← Week 1: DL Foundations

Day 1: Computation Graphs & Backpropagation

Phase I · Week 1 · Day 1 of 112 · 2.5 hours

"If you really understand backpropagation, everything else — transformers, diffusion, VLAs — is 'just' clever graph design."


Previous — Start of curriculum
Next Day 2: CNN & ResNets →
Week Week 1: DL Foundations
Phase Phase I: DL Foundations
Curriculum Full Curriculum

Why This Matters

Every neural network — from a 3-layer MLP to a 70B-parameter VLA — is a computation graph. Training it means computing gradients through that graph. Today you'll understand exactly how gradients flow, why reverse-mode AD is the only viable option for deep learning, and build your own autograd engine from scratch.

By the end of Day 112, you'll be working with graphs that take camera images, process them through a vision encoder, fuse them with language instructions in a transformer, and output robot joint commands. The gradient must flow through all of that. It starts here.


1. Theory: Computation Graphs as DAGs

1.1 What Is a Computation Graph?

A neural network computation is a directed acyclic graph (DAG) where: - Nodes = operations (add, multiply, relu, matmul) - Edges = tensors (data flowing between operations) - Leaves = inputs and parameters - Root = the loss scalar

         ┌─────┐
    x ──▶│  *  │──▶ z ──▶ ┌─────┐
         │     │          │     │
    w ──▶│     │     b ──▶│  +  │──▶ a ──▶ ┌──────┐──▶ L
         └─────┘          │     │          │ Loss │
                          └─────┘          └──────┘
                                    y ────▶│      │

    z = w * x
    a = z + b
    L = loss(a, y)

Key insight: The graph records what happened during the forward pass, creating a recipe for computing gradients in the backward pass.

1.2 The Chain Rule Through Graphs

For a simple chain $L = f(g(h(x)))$:

$$\frac{\partial L}{\partial x} = \frac{\partial L}{\partial f} \cdot \frac{\partial f}{\partial g} \cdot \frac{\partial g}{\partial h} \cdot \frac{\partial h}{\partial x}$$

When a node has multiple paths to the loss (e.g., a parameter used twice), gradients sum:

$$\frac{\partial L}{\partial x} = \sum_{i \in \text{paths}} \frac{\partial L}{\partial x}\bigg|_{\text{path } i}$$

This is the multivariate chain rule. It's why grad accumulates, not replaces.

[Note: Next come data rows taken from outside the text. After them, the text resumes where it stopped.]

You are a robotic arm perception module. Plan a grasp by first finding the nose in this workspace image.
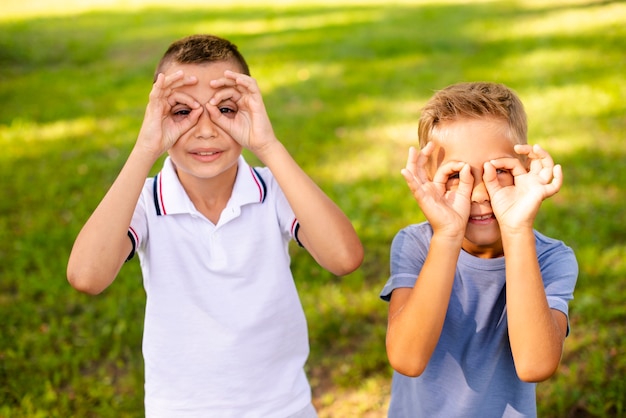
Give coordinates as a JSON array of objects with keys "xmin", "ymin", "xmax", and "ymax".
[
  {"xmin": 472, "ymin": 175, "xmax": 489, "ymax": 203},
  {"xmin": 195, "ymin": 109, "xmax": 217, "ymax": 139}
]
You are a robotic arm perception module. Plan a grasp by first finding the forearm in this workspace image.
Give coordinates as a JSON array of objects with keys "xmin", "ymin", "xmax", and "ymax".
[
  {"xmin": 386, "ymin": 236, "xmax": 462, "ymax": 376},
  {"xmin": 258, "ymin": 141, "xmax": 363, "ymax": 275},
  {"xmin": 67, "ymin": 149, "xmax": 154, "ymax": 294},
  {"xmin": 502, "ymin": 228, "xmax": 567, "ymax": 381}
]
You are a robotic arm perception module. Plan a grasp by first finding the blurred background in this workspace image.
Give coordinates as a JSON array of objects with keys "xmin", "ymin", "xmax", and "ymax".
[{"xmin": 0, "ymin": 0, "xmax": 626, "ymax": 418}]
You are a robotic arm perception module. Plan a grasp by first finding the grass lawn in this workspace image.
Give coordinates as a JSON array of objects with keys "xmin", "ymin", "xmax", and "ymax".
[{"xmin": 0, "ymin": 0, "xmax": 626, "ymax": 418}]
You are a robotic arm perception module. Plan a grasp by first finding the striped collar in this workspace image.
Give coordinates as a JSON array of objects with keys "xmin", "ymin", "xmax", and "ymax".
[{"xmin": 153, "ymin": 155, "xmax": 267, "ymax": 216}]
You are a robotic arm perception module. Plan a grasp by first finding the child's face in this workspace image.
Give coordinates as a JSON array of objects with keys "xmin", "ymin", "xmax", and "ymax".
[
  {"xmin": 165, "ymin": 61, "xmax": 242, "ymax": 184},
  {"xmin": 430, "ymin": 119, "xmax": 518, "ymax": 258}
]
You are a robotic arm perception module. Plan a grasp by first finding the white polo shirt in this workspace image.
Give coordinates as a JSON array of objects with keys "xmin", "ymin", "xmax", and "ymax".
[{"xmin": 129, "ymin": 157, "xmax": 311, "ymax": 418}]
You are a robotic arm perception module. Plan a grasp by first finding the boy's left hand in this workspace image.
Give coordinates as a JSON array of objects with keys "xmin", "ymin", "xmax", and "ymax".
[
  {"xmin": 206, "ymin": 71, "xmax": 276, "ymax": 155},
  {"xmin": 483, "ymin": 144, "xmax": 563, "ymax": 230}
]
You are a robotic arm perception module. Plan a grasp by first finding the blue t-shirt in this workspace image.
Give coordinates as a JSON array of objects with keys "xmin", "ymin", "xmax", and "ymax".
[{"xmin": 380, "ymin": 222, "xmax": 578, "ymax": 418}]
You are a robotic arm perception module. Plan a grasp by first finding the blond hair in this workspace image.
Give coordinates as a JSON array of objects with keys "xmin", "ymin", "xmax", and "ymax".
[{"xmin": 418, "ymin": 82, "xmax": 528, "ymax": 148}]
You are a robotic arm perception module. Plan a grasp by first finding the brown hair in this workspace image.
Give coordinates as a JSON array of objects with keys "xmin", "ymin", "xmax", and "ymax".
[
  {"xmin": 418, "ymin": 82, "xmax": 528, "ymax": 148},
  {"xmin": 154, "ymin": 35, "xmax": 250, "ymax": 80}
]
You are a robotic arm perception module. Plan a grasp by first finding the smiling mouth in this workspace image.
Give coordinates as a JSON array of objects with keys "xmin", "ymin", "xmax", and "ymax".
[{"xmin": 470, "ymin": 213, "xmax": 493, "ymax": 221}]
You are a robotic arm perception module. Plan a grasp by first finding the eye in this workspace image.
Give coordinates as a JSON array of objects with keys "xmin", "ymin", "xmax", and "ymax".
[
  {"xmin": 446, "ymin": 171, "xmax": 460, "ymax": 191},
  {"xmin": 496, "ymin": 168, "xmax": 513, "ymax": 186}
]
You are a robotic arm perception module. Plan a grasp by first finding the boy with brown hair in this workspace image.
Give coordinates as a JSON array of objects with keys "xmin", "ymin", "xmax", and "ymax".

1.3 Forward Mode vs Reverse Mode AD

Property Forward Mode Reverse Mode (Backprop)
Computes $\frac{\partial \text{all outputs}}{\partial \text{one input}}$ $\frac{\partial \text{one output}}{\partial \text{all inputs}}$
Direction Input → Output Output → Input
Cost per pass One Jacobian column One Jacobian row
# passes needed One per input One per output
When optimal Few inputs, many outputs Few outputs (=1 loss), many inputs (=millions of params)

Why reverse mode wins for deep learning: We have 1 scalar loss and millions of parameters. Reverse mode computes all gradients in a single backward pass. Forward mode would require one pass per parameter — impossibly expensive.

$$\text{Forward mode cost: } O(n_{\text{params}}) \quad \text{vs} \quad \text{Reverse mode cost: } O(1)$$

1.4 The Backward Pass — Local Gradients

Each node stores its local gradient — the derivative of its output w.r.t. its inputs. During backprop, it receives the upstream gradient (from the loss side) and computes:

$$\text{downstream gradient} = \text{upstream gradient} \times \text{local gradient}$$

For common operations:

Operation Forward Local gradient w.r.t. inputs
$c = a + b$ sum $\frac{\partial c}{\partial a} = 1, \quad \frac{\partial c}{\partial b} = 1$
$c = a \times b$ product $\frac{\partial c}{\partial a} = b, \quad \frac{\partial c}{\partial b} = a$
$c = \text{ReLU}(a)$ max(0,a) $\frac{\partial c}{\partial a} = \mathbb{1}[a > 0]$
$c = \sigma(a)$ sigmoid $\frac{\partial c}{\partial a} = \sigma(a)(1 - \sigma(a))$
$C = A \cdot B$ matmul $\frac{\partial L}{\partial A} = \frac{\partial L}{\partial C} \cdot B^T, \quad \frac{\partial L}{\partial B} = A^T \cdot \frac{\partial L}{\partial C}$

1.5 PyTorch Autograd Mechanics

PyTorch builds the computation graph dynamically (define-by-run):

import torch

x = torch.tensor([2.0], requires_grad=True)
w = torch.tensor([3.0], requires_grad=True)
b = torch.tensor([1.0], requires_grad=True)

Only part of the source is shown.